In this context, it can also be of interest to look at the amount of reported domains and FQDNs which are unique to each feed. Let’s use Feed Q as an example. Almost all the FQDNs in Feed Q are unique but the domains are mostly overlapping with other feeds. It could be further analyzed if this feed is bringing value and if these subdomains are blockable at a higher level.
It is important to keep fresh intelligence, as stale data can be irrelevant or, worse, inaccurate. Many threat intelligence sources do not age out their data so this is left to the customer. As time goes by, the chances of a false positive increase.
From Figure 2, it is clear that the vast majority of DNSFilter's third-party threat data is fresh.

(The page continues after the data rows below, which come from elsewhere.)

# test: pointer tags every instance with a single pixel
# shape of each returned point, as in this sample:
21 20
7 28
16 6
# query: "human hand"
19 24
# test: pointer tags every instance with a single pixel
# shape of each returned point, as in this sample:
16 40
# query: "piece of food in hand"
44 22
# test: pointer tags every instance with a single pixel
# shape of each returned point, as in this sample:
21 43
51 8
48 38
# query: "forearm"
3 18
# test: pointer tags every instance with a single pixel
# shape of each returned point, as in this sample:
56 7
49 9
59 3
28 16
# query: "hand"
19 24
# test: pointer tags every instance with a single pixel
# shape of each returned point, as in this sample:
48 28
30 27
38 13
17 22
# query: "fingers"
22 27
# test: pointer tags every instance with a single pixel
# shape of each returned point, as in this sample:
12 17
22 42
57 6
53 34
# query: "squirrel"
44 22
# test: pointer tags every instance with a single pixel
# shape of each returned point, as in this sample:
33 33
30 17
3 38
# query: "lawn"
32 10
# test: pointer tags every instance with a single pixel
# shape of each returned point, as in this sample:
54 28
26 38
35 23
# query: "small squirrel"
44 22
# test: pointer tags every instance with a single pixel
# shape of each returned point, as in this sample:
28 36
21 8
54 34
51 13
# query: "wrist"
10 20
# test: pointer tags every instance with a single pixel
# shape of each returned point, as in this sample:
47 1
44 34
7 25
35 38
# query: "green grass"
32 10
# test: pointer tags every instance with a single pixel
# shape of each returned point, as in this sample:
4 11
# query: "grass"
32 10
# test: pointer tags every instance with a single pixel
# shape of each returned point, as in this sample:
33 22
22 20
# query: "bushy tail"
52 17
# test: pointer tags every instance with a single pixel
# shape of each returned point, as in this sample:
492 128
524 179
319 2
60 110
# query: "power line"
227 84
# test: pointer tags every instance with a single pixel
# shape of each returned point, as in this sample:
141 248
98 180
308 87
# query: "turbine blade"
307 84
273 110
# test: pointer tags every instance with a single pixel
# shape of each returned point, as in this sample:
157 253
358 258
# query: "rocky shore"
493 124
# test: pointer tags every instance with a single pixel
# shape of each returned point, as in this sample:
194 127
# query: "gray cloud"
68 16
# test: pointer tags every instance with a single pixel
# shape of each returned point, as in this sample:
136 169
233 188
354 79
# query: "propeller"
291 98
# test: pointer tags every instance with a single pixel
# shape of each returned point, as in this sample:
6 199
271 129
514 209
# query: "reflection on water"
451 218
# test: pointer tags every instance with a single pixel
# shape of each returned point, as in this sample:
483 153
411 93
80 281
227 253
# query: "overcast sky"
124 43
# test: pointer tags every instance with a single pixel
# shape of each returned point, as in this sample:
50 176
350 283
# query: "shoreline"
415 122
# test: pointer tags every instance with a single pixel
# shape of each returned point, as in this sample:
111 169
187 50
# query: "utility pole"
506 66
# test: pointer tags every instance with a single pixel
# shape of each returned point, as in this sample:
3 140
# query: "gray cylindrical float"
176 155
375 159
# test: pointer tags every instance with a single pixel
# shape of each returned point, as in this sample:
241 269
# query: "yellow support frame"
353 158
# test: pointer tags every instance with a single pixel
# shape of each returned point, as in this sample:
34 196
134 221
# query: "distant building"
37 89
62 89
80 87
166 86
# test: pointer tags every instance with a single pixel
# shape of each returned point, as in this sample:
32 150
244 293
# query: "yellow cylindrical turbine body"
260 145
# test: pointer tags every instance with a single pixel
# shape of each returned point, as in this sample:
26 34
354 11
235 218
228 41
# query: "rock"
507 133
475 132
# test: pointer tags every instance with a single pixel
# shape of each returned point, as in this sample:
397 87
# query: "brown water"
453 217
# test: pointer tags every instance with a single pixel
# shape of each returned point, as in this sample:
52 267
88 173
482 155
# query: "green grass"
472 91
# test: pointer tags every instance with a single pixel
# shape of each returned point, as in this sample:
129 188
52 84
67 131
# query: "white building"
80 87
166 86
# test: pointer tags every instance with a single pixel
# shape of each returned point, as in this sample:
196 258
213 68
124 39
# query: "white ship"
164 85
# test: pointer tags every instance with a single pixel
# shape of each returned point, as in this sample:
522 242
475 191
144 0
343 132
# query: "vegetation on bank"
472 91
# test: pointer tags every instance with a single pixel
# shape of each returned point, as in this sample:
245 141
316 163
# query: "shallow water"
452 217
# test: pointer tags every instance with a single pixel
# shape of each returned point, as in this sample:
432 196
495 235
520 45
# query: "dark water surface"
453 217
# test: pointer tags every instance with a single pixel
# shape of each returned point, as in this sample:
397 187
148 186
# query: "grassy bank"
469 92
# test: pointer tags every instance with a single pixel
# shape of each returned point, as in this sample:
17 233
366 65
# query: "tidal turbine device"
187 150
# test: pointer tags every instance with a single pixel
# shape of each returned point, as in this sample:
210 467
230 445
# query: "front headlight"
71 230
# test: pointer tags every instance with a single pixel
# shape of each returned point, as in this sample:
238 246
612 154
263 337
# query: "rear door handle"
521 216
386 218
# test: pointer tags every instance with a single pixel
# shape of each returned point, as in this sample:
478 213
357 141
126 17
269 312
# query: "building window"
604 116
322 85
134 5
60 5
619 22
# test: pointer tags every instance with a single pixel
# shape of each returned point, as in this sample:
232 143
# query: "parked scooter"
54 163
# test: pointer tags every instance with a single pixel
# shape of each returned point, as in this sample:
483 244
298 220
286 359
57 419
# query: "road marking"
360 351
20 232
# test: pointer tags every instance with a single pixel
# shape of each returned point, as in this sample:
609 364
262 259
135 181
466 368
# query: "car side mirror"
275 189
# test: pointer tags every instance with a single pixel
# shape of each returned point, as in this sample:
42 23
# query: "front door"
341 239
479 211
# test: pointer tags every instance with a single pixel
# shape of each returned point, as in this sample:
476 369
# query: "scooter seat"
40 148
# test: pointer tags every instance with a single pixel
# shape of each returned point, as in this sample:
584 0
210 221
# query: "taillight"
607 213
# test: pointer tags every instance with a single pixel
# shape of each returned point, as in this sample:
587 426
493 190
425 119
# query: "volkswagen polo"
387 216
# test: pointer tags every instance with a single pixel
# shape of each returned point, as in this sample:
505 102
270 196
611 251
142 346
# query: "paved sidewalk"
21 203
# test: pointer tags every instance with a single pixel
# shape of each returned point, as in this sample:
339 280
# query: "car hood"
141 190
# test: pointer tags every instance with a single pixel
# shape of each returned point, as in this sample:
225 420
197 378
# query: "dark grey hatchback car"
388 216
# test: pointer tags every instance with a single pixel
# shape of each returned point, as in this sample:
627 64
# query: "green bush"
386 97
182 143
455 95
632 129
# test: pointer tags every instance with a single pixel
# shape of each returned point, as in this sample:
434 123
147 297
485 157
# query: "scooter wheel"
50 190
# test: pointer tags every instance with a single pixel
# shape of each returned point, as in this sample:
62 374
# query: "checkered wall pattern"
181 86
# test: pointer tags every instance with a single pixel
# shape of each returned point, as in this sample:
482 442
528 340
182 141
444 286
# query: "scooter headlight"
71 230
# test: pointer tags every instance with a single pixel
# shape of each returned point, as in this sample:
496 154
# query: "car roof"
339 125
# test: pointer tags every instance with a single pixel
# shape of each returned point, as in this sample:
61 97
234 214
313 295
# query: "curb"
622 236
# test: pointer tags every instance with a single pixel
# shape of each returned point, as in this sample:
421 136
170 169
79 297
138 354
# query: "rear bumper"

The vast majority of domains were added in the last few months, with a small number of domains older than a few months. Spikes on specific days can correspond to new feeds, which are continually added by our team.
We can break this down by threat category. As expected malware and botnet C2 domains are transient and age out quickly. Deceptive domains, which include phishing and scam domains, age out over a period of several months as campaigns are rolled out.

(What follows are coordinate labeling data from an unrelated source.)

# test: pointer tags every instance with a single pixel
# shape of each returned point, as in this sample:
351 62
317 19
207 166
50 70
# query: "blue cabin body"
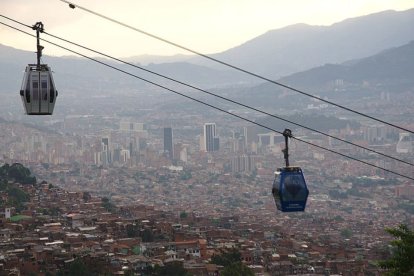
289 189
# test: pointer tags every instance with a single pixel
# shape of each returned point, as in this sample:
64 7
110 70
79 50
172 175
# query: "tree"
401 262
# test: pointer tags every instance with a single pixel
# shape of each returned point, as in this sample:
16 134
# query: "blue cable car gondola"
289 187
38 91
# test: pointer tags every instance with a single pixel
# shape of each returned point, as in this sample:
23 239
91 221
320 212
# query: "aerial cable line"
218 96
72 5
212 106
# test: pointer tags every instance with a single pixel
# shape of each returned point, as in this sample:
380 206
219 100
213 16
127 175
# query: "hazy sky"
207 26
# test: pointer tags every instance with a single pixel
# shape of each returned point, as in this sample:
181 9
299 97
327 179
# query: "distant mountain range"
276 53
300 47
393 68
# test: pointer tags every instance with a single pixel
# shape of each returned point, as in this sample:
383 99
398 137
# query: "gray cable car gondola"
38 91
289 187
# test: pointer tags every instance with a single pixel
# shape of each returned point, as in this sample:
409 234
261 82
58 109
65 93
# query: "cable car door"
43 93
35 97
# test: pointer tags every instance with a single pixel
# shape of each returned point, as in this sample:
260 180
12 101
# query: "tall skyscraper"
211 140
168 142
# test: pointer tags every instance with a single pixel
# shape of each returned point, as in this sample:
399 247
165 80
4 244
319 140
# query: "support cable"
212 106
223 98
72 5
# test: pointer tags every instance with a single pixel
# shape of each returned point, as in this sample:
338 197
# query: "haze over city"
162 162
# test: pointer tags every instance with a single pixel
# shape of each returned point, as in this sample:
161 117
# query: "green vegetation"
402 259
18 173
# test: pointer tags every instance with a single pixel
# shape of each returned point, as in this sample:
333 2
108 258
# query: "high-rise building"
168 142
210 138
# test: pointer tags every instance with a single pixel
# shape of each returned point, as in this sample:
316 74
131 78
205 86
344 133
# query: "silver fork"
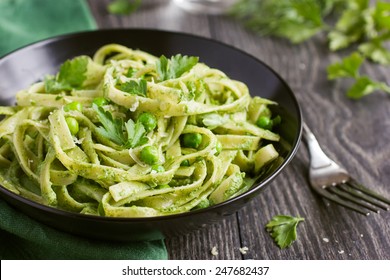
333 182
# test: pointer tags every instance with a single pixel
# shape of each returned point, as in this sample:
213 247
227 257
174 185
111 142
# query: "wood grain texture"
355 133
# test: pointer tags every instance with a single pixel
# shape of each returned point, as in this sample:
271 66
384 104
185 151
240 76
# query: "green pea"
192 140
165 186
218 148
158 168
264 122
148 120
149 155
73 125
73 106
203 204
276 121
100 101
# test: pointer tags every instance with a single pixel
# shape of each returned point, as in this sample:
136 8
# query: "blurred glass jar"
210 7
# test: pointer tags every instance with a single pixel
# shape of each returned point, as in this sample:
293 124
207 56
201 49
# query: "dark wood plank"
356 134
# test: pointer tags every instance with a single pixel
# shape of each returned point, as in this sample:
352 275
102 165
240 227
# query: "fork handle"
318 158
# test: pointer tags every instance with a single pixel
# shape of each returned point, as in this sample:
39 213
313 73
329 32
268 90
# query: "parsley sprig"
362 85
128 134
175 66
134 87
283 229
363 26
71 75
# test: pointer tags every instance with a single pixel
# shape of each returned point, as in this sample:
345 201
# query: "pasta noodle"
128 134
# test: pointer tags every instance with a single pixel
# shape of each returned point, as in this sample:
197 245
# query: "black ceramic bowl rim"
248 194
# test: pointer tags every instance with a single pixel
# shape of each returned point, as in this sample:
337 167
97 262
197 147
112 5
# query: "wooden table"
355 133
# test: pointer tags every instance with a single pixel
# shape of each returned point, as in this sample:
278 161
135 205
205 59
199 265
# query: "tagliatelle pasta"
128 134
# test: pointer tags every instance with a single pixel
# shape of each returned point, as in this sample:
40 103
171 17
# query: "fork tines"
351 194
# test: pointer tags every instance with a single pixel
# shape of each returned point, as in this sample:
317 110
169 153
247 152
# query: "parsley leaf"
123 7
349 68
112 128
71 75
351 25
294 20
134 87
375 51
135 134
283 229
175 66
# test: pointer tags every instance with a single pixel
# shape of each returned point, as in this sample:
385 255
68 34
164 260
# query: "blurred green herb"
363 26
123 7
283 229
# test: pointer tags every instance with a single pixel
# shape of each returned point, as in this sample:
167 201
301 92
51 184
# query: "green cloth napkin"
23 22
23 238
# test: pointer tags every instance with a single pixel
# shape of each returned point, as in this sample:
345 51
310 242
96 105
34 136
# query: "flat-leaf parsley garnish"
175 66
283 229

A closer look at how feeds overlap shows a very sparse set of data, with a few exceptions. Figure 4 shows very little consistent overlap between feeds. Even for the largest feed, Feed A, the majority of the overlaps are below 20% of the smaller feed.
In some very specific cases, such as Feed W & Feed X, the overlap is significant. This is understandable, as they aim to cover the same specific threat actors. This and other significant overlaps could also represent data sharing agreements.

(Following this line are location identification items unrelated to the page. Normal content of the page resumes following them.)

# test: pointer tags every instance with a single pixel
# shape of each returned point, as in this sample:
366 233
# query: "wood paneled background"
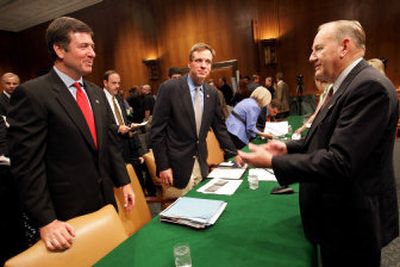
129 31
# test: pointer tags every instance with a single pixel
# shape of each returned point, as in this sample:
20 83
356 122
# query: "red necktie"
83 104
328 98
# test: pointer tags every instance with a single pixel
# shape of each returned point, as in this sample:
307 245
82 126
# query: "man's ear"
59 50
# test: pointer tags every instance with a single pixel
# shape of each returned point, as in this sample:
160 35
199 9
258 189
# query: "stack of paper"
193 212
263 174
227 173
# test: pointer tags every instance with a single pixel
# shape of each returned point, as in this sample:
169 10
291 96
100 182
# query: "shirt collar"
68 81
344 74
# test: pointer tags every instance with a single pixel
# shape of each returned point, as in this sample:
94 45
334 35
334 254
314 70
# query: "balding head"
336 45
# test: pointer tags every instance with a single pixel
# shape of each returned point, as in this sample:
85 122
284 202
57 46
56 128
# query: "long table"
256 229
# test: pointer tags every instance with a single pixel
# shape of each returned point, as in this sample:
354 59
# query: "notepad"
193 212
220 187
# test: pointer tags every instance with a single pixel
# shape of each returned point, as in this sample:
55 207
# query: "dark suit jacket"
59 171
4 104
129 145
173 134
3 139
345 166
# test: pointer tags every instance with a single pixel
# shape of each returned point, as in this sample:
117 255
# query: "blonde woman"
241 123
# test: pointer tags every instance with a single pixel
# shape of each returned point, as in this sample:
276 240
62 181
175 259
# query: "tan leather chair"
97 234
215 153
140 215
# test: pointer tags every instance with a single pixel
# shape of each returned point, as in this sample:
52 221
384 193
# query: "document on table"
220 187
227 173
263 174
193 212
277 128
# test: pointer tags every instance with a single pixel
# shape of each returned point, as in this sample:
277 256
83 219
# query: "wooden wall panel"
124 34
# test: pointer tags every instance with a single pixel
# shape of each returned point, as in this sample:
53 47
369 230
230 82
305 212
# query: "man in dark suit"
64 155
345 163
185 110
9 82
129 140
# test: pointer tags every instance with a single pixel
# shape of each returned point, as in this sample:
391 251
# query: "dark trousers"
335 258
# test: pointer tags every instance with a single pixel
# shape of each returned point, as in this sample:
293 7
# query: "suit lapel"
71 108
343 87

The figure shows the reasoning for using a multitude of feeds—the threat intelligence space is very sparse. This result is consistent with many other similar studies, which indicate that a single source of ground truth does not exist.
A static overlap analysis does not tell the whole truth, as it does not take timing into account. As timeliness is an important factor in actionable intelligence, this should be measured.
Figure 5 shows that most overlaps between feeds occur within zero or one days of the initial report. Roughly 50% of overlapping reports occur in the first three weeks. For cases longer than this, it is likely domains become non-malicious and then are caught again later. Large spikes in some cases indicate specific data sharing agreements between feed providers.
We can further break this down by individual feeds to see which ones are lagging (positive delay) and which leading (negative delay). This is shown for larger feeds in Figure 6.
The transfer of data between feeds W and X can be observed here again, occurring with a roughly 20 day delay in most cases.
The largest feed, Feed A can be seen leading in most overlap cases, showing the value of the feed.
Other feeds like feed J, have no clear relationship with other individual feeds, and the delay pattern resembles a poisson distribution, generally a result of a random process, although with a small skew.
This article shows a small number of analysis techniques that can be applied to a collection of threat data. As automation is increasingly used to generate threat data, it must also be used to evaluate it.
These analyses can reveal blindspots, redundancy, and value-for-money opportunities, and even technical issues. This helps make our selection of threat feed data as beneficial to our customers as possible by:
Of course human analysis can never be replaced particularly when searching for ground truth, but these techniques can reveal where to start looking.